To learn more about veterans, PTSD and how fireworks can impact our nation's heroes, click here.
He too would like to see the booming fireworks come to an end, but has worked with the city council and Dan Moore to find a solution that hopefully, Sioux City residents can support. "They don't understand exactly what kind of harm they're doing to our veterans that have suffered so much already," he said. "Time and time again. Every time these fires go off. They're reminded of what they have lived through and what they've seen I think our veterans deserve better than that."
"In Sioux City, we know that fireworks are allowed on the third and the fourth and people with PTSD can prepare themselves for that." But finding a common ground and a designated time for fireworks that people and pets can prepare for has been key.
The city is sending out flyers, posting notices at public fireworks stands and just spreading the word about the fireworks ordinance in Sioux City.

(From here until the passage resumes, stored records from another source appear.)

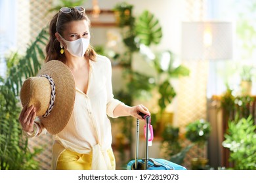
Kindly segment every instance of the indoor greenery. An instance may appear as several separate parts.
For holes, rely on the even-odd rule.
[[[157,45],[160,42],[162,37],[161,26],[159,20],[148,10],[143,10],[137,17],[133,16],[133,8],[132,5],[122,2],[117,3],[114,8],[117,25],[120,27],[123,42],[125,46],[124,52],[119,54],[119,65],[123,66],[123,76],[126,80],[128,79],[127,88],[116,92],[114,95],[121,101],[129,100],[127,105],[133,105],[136,98],[139,98],[144,93],[148,96],[152,90],[157,88],[161,95],[158,104],[162,113],[176,95],[170,78],[186,76],[189,71],[182,65],[174,67],[174,55],[169,51],[156,54],[153,59],[146,57],[146,54],[141,51],[142,48],[150,50],[150,47],[152,45]],[[152,71],[149,75],[145,75],[133,69],[132,63],[135,53],[140,54],[142,56],[142,58],[146,60],[145,64],[152,66],[153,72],[154,70],[157,73],[156,78],[151,75]],[[168,60],[165,61],[168,64],[167,68],[163,69],[160,62],[163,59],[163,54],[166,53],[169,54]],[[133,123],[127,121],[133,120],[133,118],[123,119],[123,123],[126,125],[123,125],[123,131],[126,133],[124,134],[128,137],[129,142],[133,141]],[[156,122],[152,120],[152,124],[155,124]]]
[[[179,165],[184,163],[186,153],[194,146],[190,144],[184,148],[181,146],[179,127],[171,125],[165,126],[161,134],[161,149],[163,151],[165,159]]]
[[[251,116],[228,122],[223,146],[230,151],[229,161],[234,169],[256,169],[256,125]]]
[[[208,162],[208,159],[203,158],[203,154],[200,150],[204,149],[204,146],[208,140],[211,132],[211,124],[203,119],[196,120],[186,126],[185,137],[194,144],[198,146],[197,157],[191,159],[192,169],[203,169]]]
[[[0,80],[0,169],[38,169],[34,159],[41,149],[28,147],[22,133],[18,116],[18,99],[24,79],[35,76],[45,58],[41,46],[45,46],[47,33],[43,29],[28,46],[24,56],[14,53],[7,59],[7,76]]]

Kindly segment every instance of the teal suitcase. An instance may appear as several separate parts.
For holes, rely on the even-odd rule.
[[[148,129],[150,124],[150,116],[139,114],[146,122],[145,158],[138,159],[139,120],[137,121],[135,159],[127,164],[127,170],[186,170],[184,167],[173,162],[160,158],[148,158]]]

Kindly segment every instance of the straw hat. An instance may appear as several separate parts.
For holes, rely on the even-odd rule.
[[[51,134],[66,125],[72,113],[75,85],[70,69],[52,60],[43,65],[37,76],[27,78],[20,90],[22,106],[34,105],[37,116]]]

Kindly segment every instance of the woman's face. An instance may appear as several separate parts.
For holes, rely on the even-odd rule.
[[[66,29],[62,36],[66,41],[72,41],[80,38],[90,38],[89,25],[85,20],[72,21],[66,24],[65,26]],[[66,46],[63,41],[62,43],[64,46]]]

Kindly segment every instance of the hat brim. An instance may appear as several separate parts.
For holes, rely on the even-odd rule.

"It says fireworks celebrate respectfully," Moore said holding one of the flyers, "and it says the sound of fireworks can trigger PTSD for veterans and cause pets to become anxious."
"So we're just going to keep working on it together and we're going to agree to disagree on some things," said Moore, "but that's been healthy for all three of us."
"The whole idea I think," said Solheim, "is to make Sioux City a nicer, safer and quieter place."
"So we want to get that word out," Moore said. "Be aware of your surroundings. Be aware of who your neighbors are, and what impact that will have if you want to celebrate the Fourth of July, the freedoms that we have. Let's remember the people that helped us get those freedoms, obtain those freedoms and maintain them."